George Flett's Prairie Chicken Dancers
One of Flett’s favorite ledger subjects is of Prairie Chicken dancers. Indeed, he is responsible for the popularity of Prairie Chicken Dancing in the Northwest, where people are attracted to his shows and sometimes have a chance to watch the group of drummers and dancers he brings with him.
Watching carefully, he tries to capture the precision with which the dancers imitate the prairie chicken postures, movements, and even the shapes of their beaks. He tells us that he feels this power when he watches Prairie Chicken Dancers, who have inspired his drawings. And he wants to pass their power down to his viewers.
Flett’s caption, written in the lower right-hand corner of the ledger page, verbalizes the pictographic story he tells in three panels, which capture the movement and spiritual power cinematically.

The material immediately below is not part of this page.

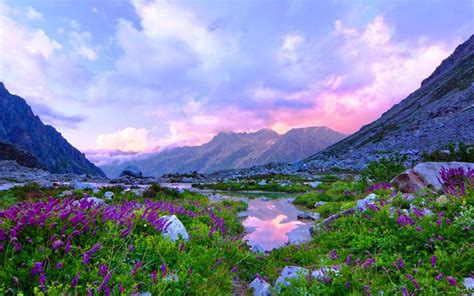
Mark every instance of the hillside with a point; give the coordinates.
(20, 127)
(233, 151)
(441, 111)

Flett’s "Story of the Prairie Chicken Dance" is a “thick” narrative of the dance’s origin. It is composed of three historical moments, or tenses, which take the viewer from the storytelling present (on the right), to the near past (in the center) as the listeners picture the prairie chicken dancers they have seen, to the origin of the dance, when one of the young men, watching some prairie chickens mating (in the scene below), was given the power to dance like them by his spirit helper (in the scene above it).
And the drawing (or Flett’s story) includes not only a temporal plane but a spiritual plane behind it—where the horse spirits flying above the tipi empower the storyteller, a prairie chicken spirit empowers the dancers of the near past, and the original prairie chicken spirit empowers the young man who watched the prairie chicken mating dance. (See "Prairie Chicken Dancers Dancing to the Horse Stealing Song.")
In contrast to the power conveyed in his story is the drawing’s mundane ground: the 1911 ledger page of William Gross’s account book, which ironizes the story. The irony becomes vivid when we notice the lively prairie chicken spirit, on the left-hand side of the page, sitting above the name of the very dead businessman.